URL Processing¶
If your applications have reached the Glory of REST by using hypermedia controls throughout, then you aren’t manipulating URLs a lot unless you are responsible for generating them. However, if you are interacting with less mature web applications, you need to manipulate URLs and you are probably doing something like:
>>> url_pattern = 'http://example.com/api/movie/{movie_id}/actors'
>>> response = requests.get(url_pattern.format(movie_id=ident))
or even (the horror):
>>> url = 'http://{0}/{1}?{2}'.format(host, path, query)
>>> response = requests.get(url)
If you are a little more careful, you could be URL encoding the argument to prevent URL injection attacks. This isn’t a horrible pattern for generating URLs from a known pattern and data. But what about other types of manipulation? How do you take a URL and point it at a different host?
>>> # really brute force?
>>> url = url_pattern.format(movie_id=1234)
>>> url = url[:7] + 'host.example.com' + url[18:]

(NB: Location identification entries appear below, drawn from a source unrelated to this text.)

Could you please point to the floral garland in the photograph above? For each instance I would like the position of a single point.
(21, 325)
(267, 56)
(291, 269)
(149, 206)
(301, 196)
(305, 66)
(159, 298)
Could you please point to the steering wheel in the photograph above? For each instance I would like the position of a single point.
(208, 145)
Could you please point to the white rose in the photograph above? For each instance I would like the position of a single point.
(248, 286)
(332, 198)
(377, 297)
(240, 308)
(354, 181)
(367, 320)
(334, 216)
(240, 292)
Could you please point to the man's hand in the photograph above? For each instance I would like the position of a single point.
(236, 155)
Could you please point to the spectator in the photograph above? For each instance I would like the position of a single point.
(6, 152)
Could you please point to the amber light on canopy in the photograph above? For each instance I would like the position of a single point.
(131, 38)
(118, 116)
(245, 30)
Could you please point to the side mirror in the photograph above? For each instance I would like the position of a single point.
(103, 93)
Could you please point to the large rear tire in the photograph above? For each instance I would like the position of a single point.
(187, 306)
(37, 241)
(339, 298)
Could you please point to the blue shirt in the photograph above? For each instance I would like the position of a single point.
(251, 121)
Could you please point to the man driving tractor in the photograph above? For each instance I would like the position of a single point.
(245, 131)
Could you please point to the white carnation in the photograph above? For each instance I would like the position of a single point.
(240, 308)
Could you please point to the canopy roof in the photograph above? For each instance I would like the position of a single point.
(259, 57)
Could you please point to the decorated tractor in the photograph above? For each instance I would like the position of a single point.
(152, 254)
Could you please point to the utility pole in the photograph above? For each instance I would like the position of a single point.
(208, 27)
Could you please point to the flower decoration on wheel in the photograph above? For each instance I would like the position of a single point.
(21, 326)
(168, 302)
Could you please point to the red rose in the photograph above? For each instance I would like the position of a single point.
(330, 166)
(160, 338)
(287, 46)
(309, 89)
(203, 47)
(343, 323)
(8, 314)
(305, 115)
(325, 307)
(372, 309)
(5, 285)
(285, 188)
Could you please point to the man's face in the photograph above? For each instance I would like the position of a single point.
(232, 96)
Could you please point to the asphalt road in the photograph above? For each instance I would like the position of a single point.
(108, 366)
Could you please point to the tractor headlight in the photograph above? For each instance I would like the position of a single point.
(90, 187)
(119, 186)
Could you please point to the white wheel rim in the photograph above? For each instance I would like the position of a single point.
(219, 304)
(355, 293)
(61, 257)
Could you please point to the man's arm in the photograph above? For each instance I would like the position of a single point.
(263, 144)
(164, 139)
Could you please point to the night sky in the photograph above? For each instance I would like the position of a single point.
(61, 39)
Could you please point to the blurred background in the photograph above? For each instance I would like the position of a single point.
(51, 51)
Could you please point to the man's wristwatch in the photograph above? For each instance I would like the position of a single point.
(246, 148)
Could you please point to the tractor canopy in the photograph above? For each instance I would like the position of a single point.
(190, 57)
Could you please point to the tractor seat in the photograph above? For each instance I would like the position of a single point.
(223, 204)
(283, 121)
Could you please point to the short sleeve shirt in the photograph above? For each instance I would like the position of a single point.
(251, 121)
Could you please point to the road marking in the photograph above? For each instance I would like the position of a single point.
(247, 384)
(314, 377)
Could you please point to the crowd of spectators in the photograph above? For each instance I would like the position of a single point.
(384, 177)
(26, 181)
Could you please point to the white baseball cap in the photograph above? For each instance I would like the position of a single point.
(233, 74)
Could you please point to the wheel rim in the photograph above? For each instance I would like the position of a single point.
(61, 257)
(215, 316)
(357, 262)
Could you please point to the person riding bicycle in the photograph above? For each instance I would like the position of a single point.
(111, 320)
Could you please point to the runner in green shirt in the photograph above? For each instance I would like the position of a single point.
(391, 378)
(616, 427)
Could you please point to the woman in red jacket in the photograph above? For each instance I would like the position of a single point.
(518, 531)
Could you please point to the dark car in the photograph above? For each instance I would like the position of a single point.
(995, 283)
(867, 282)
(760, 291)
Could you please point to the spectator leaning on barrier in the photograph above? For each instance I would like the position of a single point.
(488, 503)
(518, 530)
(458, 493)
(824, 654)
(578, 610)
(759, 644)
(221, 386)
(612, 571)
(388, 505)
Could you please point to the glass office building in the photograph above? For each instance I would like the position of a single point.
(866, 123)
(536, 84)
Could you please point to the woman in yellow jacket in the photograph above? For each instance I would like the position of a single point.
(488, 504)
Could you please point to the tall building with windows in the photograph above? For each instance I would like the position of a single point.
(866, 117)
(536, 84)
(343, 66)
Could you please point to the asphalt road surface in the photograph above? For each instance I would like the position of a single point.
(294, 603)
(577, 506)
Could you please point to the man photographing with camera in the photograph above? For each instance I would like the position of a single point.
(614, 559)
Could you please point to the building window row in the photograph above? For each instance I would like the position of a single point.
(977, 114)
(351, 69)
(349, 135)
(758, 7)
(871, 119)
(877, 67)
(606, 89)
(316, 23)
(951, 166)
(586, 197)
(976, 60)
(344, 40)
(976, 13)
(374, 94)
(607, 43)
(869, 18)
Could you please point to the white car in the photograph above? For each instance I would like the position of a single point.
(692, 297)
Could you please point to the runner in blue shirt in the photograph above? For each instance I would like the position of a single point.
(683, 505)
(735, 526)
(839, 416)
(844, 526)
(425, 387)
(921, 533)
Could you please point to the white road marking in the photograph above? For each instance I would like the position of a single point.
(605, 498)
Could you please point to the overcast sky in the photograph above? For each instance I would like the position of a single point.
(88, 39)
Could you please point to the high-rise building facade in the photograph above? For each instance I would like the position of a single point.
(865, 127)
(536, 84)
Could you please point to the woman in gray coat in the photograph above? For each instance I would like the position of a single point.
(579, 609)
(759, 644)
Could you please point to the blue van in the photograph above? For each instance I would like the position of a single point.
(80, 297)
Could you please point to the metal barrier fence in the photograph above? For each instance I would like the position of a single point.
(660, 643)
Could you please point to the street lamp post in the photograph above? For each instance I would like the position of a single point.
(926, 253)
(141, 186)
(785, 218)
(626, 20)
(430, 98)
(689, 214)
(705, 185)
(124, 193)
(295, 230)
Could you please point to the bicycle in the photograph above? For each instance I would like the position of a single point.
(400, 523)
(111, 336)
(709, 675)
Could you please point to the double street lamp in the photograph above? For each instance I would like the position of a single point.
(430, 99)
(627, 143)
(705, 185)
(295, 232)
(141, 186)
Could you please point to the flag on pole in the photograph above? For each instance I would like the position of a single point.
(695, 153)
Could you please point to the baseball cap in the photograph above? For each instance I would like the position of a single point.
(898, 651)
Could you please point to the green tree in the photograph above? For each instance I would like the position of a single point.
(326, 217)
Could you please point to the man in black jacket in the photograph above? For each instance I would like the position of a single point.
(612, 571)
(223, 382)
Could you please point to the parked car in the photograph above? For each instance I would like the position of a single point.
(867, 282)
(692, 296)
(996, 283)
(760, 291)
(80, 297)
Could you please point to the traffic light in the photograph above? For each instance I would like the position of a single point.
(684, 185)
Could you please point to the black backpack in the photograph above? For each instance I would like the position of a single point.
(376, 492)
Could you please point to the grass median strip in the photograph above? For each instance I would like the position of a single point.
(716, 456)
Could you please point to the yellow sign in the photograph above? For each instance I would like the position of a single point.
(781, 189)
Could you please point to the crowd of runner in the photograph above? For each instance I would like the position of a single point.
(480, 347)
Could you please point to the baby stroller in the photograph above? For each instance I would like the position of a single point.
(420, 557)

>>> # with str.split + str.join??
>>> parts = url.split('/')
>>> parts[2] = 'host.example.com'
>>> url = '/'.join(parts)
>>> # leverage the standard library???
>>> import urllib.parse
>>> parts = urllib.parse.urlsplit(url)
>>> url = urllib.parse.urlunsplit((parts.scheme, 'host.example.com',
... parts.path, parts.query, parts.fragment))
...
>>>
Let’s face it, manipulating URLs in Python is less than ideal. What about something like the following instead?
>>> from ietfparse import algorithms
>>> url = algorithms.encode_url_template(url_pattern, movie_id=1234)
>>> url = algorithms.rewrite_url(url, host='host.example.com')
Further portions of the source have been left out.